# 📊 Chapter 8: Exploratory Data Analysis (EDA) for 3D

Before diving into machine learning, we must understand our data. EDA involves analyzing distributions, correlations, and geometric properties to detect patterns and anomalies.

**Objectives:**
1.  **Statistical Profiling**: Using Pandas to summarize large 3D feature sets.
2.  **Geometric Analysis**: Inspecting bounding boxes and convex hulls.
3.  **Visualization**: Creating Histograms, Boxplots, and Correlation Heatmaps for 3D attributes.

In [None]:
import numpy as np
import pandas as pd
import open3d as o3d
import matplotlib.pyplot as plt
import seaborn as sns

# Styling
plt.style.use('bmh')
plt.rcParams['figure.dpi'] = 100

## 1. Loading Feature Data

We often work with CSV files where each row is a point and columns are pre-computed features (Geometric, Color, etc.).

In [None]:
file_path = "../DATA/verviers_features.csv"

try:
    # Load CSV (delimiter is space based on original file)
    df = pd.read_csv(file_path, delimiter=' ')

    print("Dataset Shape:", df.shape)
    print("\nFirst 5 rows:")
    display(df.head())
    
    print("\nStatistical Summary:")
    display(df.describe())
except FileNotFoundError:
    print(f"⚠️ Error: {file_path} not found.")
    # Create dummy data if file missing for demonstration
    df = pd.DataFrame(np.random.rand(100, 6), columns=['X', 'Y', 'Z', 'R', 'G', 'B'])

## 2. Visualizing Distributions

Let's inspect the distribution of a specific feature using Histograms and Boxplots.

In [None]:
def plot_distribution(data, column_name):
    plt.figure(figsize=(10, 4))
    
    # Histogram
    plt.subplot(1, 2, 1)
    sns.histplot(data[column_name], kde=True, color='skyblue')
    plt.title(f'Distribution of {column_name}')

    # Boxplot
    plt.subplot(1, 2, 2)
    sns.boxplot(y=data[column_name], color='lightgreen')
    plt.title(f'Boxplot of {column_name}')
    
    plt.tight_layout()
    plt.show()

# Check 'Z' distribution (Height)
plot_distribution(df, 'Z')

# Check 'Planarity' if it exists, otherwise R
target_col = 'Planarity_(0.1)' if 'Planarity_(0.1)' in df.columns else 'R'
plot_distribution(df, target_col)

## 3. Correlation Analysis

Are features correlated?
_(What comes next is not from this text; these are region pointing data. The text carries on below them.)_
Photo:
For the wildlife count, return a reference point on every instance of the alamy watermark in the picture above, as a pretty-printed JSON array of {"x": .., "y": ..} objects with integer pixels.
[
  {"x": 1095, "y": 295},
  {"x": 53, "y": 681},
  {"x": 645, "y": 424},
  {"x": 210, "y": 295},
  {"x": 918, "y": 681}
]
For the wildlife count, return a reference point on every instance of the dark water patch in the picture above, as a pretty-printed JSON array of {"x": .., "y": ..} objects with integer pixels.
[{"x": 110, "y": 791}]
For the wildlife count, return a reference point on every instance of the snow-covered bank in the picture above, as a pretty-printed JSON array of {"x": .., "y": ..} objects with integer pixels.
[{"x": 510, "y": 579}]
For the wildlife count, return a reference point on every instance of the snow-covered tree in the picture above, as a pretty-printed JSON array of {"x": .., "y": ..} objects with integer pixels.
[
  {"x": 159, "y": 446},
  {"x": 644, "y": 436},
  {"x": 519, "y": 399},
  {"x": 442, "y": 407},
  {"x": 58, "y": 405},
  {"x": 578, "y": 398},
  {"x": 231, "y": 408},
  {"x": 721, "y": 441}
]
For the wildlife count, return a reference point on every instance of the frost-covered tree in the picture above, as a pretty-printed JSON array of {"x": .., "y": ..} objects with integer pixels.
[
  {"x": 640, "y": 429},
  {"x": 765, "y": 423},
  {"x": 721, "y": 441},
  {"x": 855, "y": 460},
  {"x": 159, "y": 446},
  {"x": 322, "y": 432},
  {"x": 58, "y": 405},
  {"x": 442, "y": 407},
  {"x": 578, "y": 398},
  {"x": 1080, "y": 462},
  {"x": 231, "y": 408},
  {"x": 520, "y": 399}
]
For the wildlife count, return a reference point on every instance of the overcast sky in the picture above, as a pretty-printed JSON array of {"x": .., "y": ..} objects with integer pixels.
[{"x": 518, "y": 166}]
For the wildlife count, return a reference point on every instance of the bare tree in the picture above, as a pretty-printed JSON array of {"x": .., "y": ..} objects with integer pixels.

For example, is Red color correlated with Height?

In [None]:
# Select a subset of numeric columns
cols = ['X', 'Y', 'Z', 'R', 'G', 'B']
if 'Planarity_(0.1)' in df.columns:
    cols.append('Planarity_(0.1)')

corr_matrix = df[cols].corr()

plt.figure(figsize=(8, 6))
sns.heatmap(corr_matrix, annot=True, cmap='coolwarm', fmt=".2f")
plt.title("Feature Correlation Matrix")
plt.show()

## 4. Geometric Inspection

We can convert the dataframe back to an Open3D point cloud to visualize Bounding Boxes and Hulls.

In [None]:
pcd = o3d.geometry.PointCloud()
pcd.points = o3d.utility.Vector3dVector(df[['X', 'Y', 'Z']].values)
if {'R', 'G', 'B'}.issubset(df.columns):
    # Normalize colors if mostly > 1
    if df['R'].max() > 1.0:
        pcd.colors = o3d.utility.Vector3dVector(df[['R', 'G', 'B']].values / 255.0)
    else:
        pcd.colors = o3d.utility.Vector3dVector(df[['R', 'G', 'B']].values)

# 1. Axis Aligned Bounding Box (AABB)
aabb = pcd.get_axis_aligned_bounding_box()
aabb.color = (1, 0, 0) # Red

# 2. Minimal Oriented Bounding Box (OBB)
obb = pcd.get_minimal_oriented_bounding_box()
obb.color = (0, 1, 0) # Green

print(f"AABB Volume: {aabb.volume():.2f}")
print(f"OBB Volume: {obb.volume():.2f}")

# Visualize
o3d.visualization.draw_geometries([pcd, aabb, obb], window_name="Geometric Analysis")